Influence and Correlation in Social Networks

Social influence is the phenomenon that the actions of a user can induce his/her friends to behave in a similar way. We draw a line between homophily and other external influence from the environment and its effect on behavior of any user on the social network. Existing work has established the existence of correlation between user actions and social affiliations but they do not address the source of the correlation. The focus is on analyzing the sources of the correlation which can assist in important decision making such as viral marketing campaigns.
Incompleteness of data due to privacy concerns and anonymous activity is the biggest challenge in evaluating the social influence, which makes it harder to distinguish between homophily and external influence. We propose a statistical test (called the shuffle test) based on the intuition that if influence is not a likely source of correlation in a system, timing of actions should not matter, and therefore reshuffling the time stamps of the actions should not significantly change the amount of correlation. 
Models of Social correlation:
Correlation between the behaviors of affiliated agents in a social network is a well-known phenomenon. Formally, this means that for two nodes u and v that are adjacent in graph G, the events that u becomes active is correlated with v becoming active. There are three primary explanations for this phenomenon: 
  1. Homophily- tendency to connect to people who share any similarity.
  2. Influence- Tendency to follow the behaviors of friends and adjacent users.
  3. Confounding: Forged due to external influences from environment. For example, two individuals living in the same city are more likely to become friends than two random individuals.
  1.  Measuring social correlation: The first step in our analysis is to obtain a measure of social correlation between the actions of an individual and that of her friends in the network i.e. at each time step, calculate the probability as a function of the number of already active friends the user with the parameter as the number of friends that became active in the previous time steps. Flickr stores the actions and for most tags in the Flickr data set, a logistic function with the logarithm of the number of friends as the explanatory variable provides a good fit for the probability.
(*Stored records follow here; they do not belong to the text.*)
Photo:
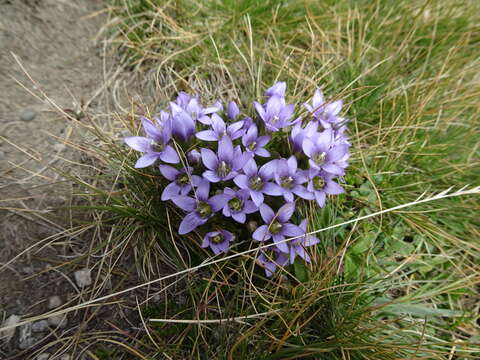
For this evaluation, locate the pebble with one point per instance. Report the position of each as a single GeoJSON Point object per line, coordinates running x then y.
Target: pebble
{"type": "Point", "coordinates": [83, 277]}
{"type": "Point", "coordinates": [59, 321]}
{"type": "Point", "coordinates": [40, 326]}
{"type": "Point", "coordinates": [54, 302]}
{"type": "Point", "coordinates": [27, 115]}
{"type": "Point", "coordinates": [59, 147]}
{"type": "Point", "coordinates": [8, 334]}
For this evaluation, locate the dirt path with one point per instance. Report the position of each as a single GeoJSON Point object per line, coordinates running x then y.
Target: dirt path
{"type": "Point", "coordinates": [53, 40]}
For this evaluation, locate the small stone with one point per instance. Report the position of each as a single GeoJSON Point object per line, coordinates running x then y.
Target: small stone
{"type": "Point", "coordinates": [83, 277]}
{"type": "Point", "coordinates": [27, 115]}
{"type": "Point", "coordinates": [54, 302]}
{"type": "Point", "coordinates": [59, 147]}
{"type": "Point", "coordinates": [8, 334]}
{"type": "Point", "coordinates": [40, 326]}
{"type": "Point", "coordinates": [59, 321]}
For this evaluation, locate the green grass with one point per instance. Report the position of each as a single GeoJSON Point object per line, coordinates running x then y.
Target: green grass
{"type": "Point", "coordinates": [403, 285]}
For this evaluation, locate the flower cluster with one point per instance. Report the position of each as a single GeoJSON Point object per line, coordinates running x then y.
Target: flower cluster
{"type": "Point", "coordinates": [223, 168]}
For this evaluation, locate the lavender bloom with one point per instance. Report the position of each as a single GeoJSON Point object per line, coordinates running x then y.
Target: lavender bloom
{"type": "Point", "coordinates": [290, 179]}
{"type": "Point", "coordinates": [277, 226]}
{"type": "Point", "coordinates": [321, 184]}
{"type": "Point", "coordinates": [278, 89]}
{"type": "Point", "coordinates": [325, 113]}
{"type": "Point", "coordinates": [183, 126]}
{"type": "Point", "coordinates": [232, 110]}
{"type": "Point", "coordinates": [298, 245]}
{"type": "Point", "coordinates": [154, 146]}
{"type": "Point", "coordinates": [238, 204]}
{"type": "Point", "coordinates": [275, 113]}
{"type": "Point", "coordinates": [324, 152]}
{"type": "Point", "coordinates": [234, 131]}
{"type": "Point", "coordinates": [270, 258]}
{"type": "Point", "coordinates": [225, 165]}
{"type": "Point", "coordinates": [257, 181]}
{"type": "Point", "coordinates": [182, 181]}
{"type": "Point", "coordinates": [253, 143]}
{"type": "Point", "coordinates": [218, 241]}
{"type": "Point", "coordinates": [200, 209]}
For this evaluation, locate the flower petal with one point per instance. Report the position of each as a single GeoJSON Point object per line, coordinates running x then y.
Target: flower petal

  2. The shuffle test: The shuffle test is based on the idea that if social influence does not play a role, even though an agent's probability of activation could depend on her friends, the timing of such activation should be independent of the timing of other agents. Let G, be a social network and W is the set of activated users between a time range [0, T]. Assume a user is activated at a particular time, we use logistic regression to estimate the number of user who at the beginning of that time instant had a number of active friends but Flickr did not predicted them, likewise we estimated the users who are inactive but was predicted.
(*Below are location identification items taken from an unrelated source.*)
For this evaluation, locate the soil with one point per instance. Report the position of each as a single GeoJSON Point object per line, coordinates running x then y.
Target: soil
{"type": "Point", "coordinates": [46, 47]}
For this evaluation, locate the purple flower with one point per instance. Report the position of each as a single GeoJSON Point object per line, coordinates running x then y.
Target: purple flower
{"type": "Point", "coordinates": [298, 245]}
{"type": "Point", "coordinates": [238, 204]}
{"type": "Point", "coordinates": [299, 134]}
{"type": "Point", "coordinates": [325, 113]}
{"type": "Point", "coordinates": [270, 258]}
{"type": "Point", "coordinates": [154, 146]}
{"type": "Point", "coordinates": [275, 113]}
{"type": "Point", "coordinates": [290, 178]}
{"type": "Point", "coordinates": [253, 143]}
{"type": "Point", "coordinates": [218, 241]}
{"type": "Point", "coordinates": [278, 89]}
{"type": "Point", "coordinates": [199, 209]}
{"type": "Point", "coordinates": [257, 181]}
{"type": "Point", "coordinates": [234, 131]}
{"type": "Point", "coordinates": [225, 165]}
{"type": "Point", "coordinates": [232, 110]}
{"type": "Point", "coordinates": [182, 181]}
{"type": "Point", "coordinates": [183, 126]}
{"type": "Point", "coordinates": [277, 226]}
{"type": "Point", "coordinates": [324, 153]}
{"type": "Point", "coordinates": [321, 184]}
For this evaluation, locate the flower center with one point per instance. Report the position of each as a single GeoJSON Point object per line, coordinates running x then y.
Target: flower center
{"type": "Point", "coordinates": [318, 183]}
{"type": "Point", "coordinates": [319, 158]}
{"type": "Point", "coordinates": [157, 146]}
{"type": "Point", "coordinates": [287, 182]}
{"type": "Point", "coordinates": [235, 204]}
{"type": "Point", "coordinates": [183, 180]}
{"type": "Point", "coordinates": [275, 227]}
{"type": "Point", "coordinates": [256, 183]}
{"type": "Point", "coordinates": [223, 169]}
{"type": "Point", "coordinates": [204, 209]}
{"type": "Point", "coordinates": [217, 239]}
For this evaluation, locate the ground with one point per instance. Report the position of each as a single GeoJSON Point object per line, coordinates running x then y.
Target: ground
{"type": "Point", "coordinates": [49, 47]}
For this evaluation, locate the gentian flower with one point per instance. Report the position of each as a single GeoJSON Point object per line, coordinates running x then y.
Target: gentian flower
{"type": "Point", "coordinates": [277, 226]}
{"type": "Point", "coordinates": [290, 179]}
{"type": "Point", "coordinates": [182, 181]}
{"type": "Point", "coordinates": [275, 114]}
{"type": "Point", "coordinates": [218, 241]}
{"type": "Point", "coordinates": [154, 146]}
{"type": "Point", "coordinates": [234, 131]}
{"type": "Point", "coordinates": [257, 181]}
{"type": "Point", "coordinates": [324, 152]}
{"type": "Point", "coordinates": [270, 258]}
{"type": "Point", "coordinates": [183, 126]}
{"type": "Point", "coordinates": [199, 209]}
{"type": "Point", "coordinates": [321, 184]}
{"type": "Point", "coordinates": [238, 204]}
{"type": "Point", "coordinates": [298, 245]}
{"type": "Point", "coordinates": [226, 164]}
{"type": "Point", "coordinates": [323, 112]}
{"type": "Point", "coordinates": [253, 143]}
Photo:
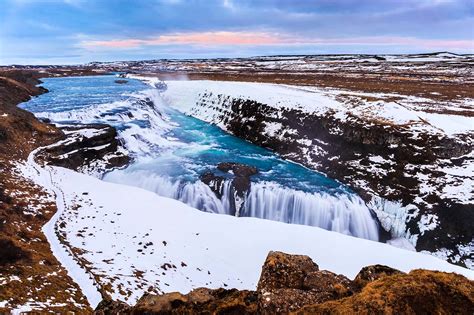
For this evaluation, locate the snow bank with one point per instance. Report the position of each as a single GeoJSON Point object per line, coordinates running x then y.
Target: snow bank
{"type": "Point", "coordinates": [184, 95]}
{"type": "Point", "coordinates": [134, 239]}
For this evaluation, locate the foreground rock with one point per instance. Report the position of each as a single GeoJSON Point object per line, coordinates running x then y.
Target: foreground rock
{"type": "Point", "coordinates": [294, 283]}
{"type": "Point", "coordinates": [92, 148]}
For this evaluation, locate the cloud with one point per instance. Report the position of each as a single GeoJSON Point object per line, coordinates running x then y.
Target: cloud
{"type": "Point", "coordinates": [247, 38]}
{"type": "Point", "coordinates": [192, 38]}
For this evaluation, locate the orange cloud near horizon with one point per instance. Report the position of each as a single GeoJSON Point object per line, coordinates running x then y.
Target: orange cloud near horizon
{"type": "Point", "coordinates": [263, 38]}
{"type": "Point", "coordinates": [202, 38]}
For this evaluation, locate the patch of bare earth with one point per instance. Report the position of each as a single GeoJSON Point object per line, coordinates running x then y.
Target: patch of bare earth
{"type": "Point", "coordinates": [31, 278]}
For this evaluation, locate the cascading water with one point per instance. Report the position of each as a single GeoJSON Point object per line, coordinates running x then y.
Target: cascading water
{"type": "Point", "coordinates": [341, 213]}
{"type": "Point", "coordinates": [171, 151]}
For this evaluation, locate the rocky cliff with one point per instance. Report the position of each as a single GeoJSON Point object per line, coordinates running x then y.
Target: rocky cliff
{"type": "Point", "coordinates": [30, 275]}
{"type": "Point", "coordinates": [412, 175]}
{"type": "Point", "coordinates": [295, 284]}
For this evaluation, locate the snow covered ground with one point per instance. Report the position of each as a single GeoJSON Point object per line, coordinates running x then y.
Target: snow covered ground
{"type": "Point", "coordinates": [386, 107]}
{"type": "Point", "coordinates": [131, 241]}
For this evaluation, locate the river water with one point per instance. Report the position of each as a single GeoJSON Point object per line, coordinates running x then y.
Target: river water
{"type": "Point", "coordinates": [171, 150]}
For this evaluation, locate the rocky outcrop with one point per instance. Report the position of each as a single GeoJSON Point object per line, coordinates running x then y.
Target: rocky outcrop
{"type": "Point", "coordinates": [419, 292]}
{"type": "Point", "coordinates": [294, 284]}
{"type": "Point", "coordinates": [29, 270]}
{"type": "Point", "coordinates": [238, 175]}
{"type": "Point", "coordinates": [92, 147]}
{"type": "Point", "coordinates": [380, 161]}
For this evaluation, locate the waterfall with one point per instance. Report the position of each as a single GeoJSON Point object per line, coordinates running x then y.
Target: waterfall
{"type": "Point", "coordinates": [343, 213]}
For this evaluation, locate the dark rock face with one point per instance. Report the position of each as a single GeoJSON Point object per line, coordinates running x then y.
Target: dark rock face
{"type": "Point", "coordinates": [372, 273]}
{"type": "Point", "coordinates": [294, 284]}
{"type": "Point", "coordinates": [242, 173]}
{"type": "Point", "coordinates": [110, 307]}
{"type": "Point", "coordinates": [341, 149]}
{"type": "Point", "coordinates": [282, 270]}
{"type": "Point", "coordinates": [289, 282]}
{"type": "Point", "coordinates": [419, 292]}
{"type": "Point", "coordinates": [80, 152]}
{"type": "Point", "coordinates": [239, 186]}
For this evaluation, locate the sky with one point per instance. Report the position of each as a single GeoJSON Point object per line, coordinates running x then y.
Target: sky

    Theoretical analysis assumptions:
  • Distribution of the activation times is uniform over the time range [0, T].
  • Each future time step is chosen independently from the uniform distribution instead of using a permutation of the original time stamps.
  • There are enough data to gather statistics.
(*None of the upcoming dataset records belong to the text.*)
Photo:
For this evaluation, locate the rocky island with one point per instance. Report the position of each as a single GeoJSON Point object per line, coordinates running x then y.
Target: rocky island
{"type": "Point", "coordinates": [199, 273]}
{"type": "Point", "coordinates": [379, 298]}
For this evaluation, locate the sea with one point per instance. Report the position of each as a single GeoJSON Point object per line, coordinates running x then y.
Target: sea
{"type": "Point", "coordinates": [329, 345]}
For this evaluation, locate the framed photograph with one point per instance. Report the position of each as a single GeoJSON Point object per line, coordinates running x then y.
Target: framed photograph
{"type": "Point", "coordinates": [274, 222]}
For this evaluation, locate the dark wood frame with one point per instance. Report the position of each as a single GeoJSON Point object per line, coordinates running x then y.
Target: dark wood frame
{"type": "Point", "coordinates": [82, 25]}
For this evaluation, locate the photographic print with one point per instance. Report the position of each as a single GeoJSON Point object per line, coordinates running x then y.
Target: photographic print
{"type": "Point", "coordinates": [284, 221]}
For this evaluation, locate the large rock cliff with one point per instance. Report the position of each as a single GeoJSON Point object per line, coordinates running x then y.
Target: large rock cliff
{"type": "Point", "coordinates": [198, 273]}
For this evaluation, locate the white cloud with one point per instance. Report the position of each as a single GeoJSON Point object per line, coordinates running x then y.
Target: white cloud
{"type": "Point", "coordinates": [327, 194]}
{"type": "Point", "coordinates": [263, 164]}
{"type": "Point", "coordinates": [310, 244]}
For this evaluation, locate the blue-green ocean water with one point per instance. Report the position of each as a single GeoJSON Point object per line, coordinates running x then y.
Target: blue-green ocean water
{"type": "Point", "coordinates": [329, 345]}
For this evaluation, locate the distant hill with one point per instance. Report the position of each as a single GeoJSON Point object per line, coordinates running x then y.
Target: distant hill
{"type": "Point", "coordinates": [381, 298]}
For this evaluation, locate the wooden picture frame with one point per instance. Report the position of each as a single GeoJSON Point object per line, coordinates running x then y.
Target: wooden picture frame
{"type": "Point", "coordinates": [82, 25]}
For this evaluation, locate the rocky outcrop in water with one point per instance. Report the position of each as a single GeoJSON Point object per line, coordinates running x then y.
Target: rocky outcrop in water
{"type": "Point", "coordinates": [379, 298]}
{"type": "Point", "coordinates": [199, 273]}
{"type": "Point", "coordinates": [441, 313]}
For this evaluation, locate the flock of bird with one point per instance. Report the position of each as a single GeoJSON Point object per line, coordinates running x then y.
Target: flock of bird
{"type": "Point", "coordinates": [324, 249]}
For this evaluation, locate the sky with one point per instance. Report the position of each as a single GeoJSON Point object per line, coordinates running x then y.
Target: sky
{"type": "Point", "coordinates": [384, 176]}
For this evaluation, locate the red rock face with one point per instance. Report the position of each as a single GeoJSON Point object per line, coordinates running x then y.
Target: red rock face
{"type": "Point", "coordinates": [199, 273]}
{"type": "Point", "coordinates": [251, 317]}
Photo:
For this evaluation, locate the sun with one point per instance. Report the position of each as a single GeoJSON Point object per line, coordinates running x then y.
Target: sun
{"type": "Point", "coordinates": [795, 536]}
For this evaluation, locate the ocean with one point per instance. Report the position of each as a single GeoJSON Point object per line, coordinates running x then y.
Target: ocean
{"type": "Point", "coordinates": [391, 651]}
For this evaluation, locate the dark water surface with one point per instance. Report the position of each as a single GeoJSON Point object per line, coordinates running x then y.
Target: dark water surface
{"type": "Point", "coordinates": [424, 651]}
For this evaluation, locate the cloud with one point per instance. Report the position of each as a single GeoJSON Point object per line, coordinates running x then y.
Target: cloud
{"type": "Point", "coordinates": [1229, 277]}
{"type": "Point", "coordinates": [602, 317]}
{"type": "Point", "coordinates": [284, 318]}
 3. The edge-reversal test: The edge-reversal test is a test used to for distinguishing influence similar to the one used in the obesity study. We reverse the direction of all the edges and run logistic regression on the data using the new graph. It would be expected that change in social influence would not change significantly since the assumption is friends have common characteristics, are affected by the same external variables and are independent of which of these two individuals has named the other as a friend. However social influence spreads in the direction specified by the edges of the graph, and hence reversing the edges should intuitively change the estimate of the correlation.
 Generative simulation model: 
  • No-correlation model:  The Network grows exactly in the same way as in the real data. In each time step, we look at the real data to see how many new agents use the tag, and pick the same number of agents uniformly at random from the set of agents that have already joined the network and have not been picked yet.
  • Influence model: The network, and the growth pattern of the network is kept as in the real data. In every time step, each node in the set of nodes that has joined the network but not activated yet flips a coin independently to decide if to become active in this time step.
  • Correlation model (no influence): we keep the network and the pattern of growth of the population the same as in the real data. Parameterized using parameter L, follows the pattern of a tag in real data. A number of centers are chosen at random before the generation of actions.

Conclusion : 
This article is analysis of  Influence and Correlation in Social Networks where Shuffle test and the edge reversal test have been processed and the outcome shows the cumulative distribution and frequency distribution of both are nearly identical, further enforcing the idea of correlation and For the Flickr data set, Influence found, cannot be given higher weightage, however the difference between values in two directions for a given edge is minimal, almost zero. The current work has not focused the possibility of social status in influence. Giving the users a position or rank might organize the influence and can also be helpful in understanding the behavior of the edge reversal test.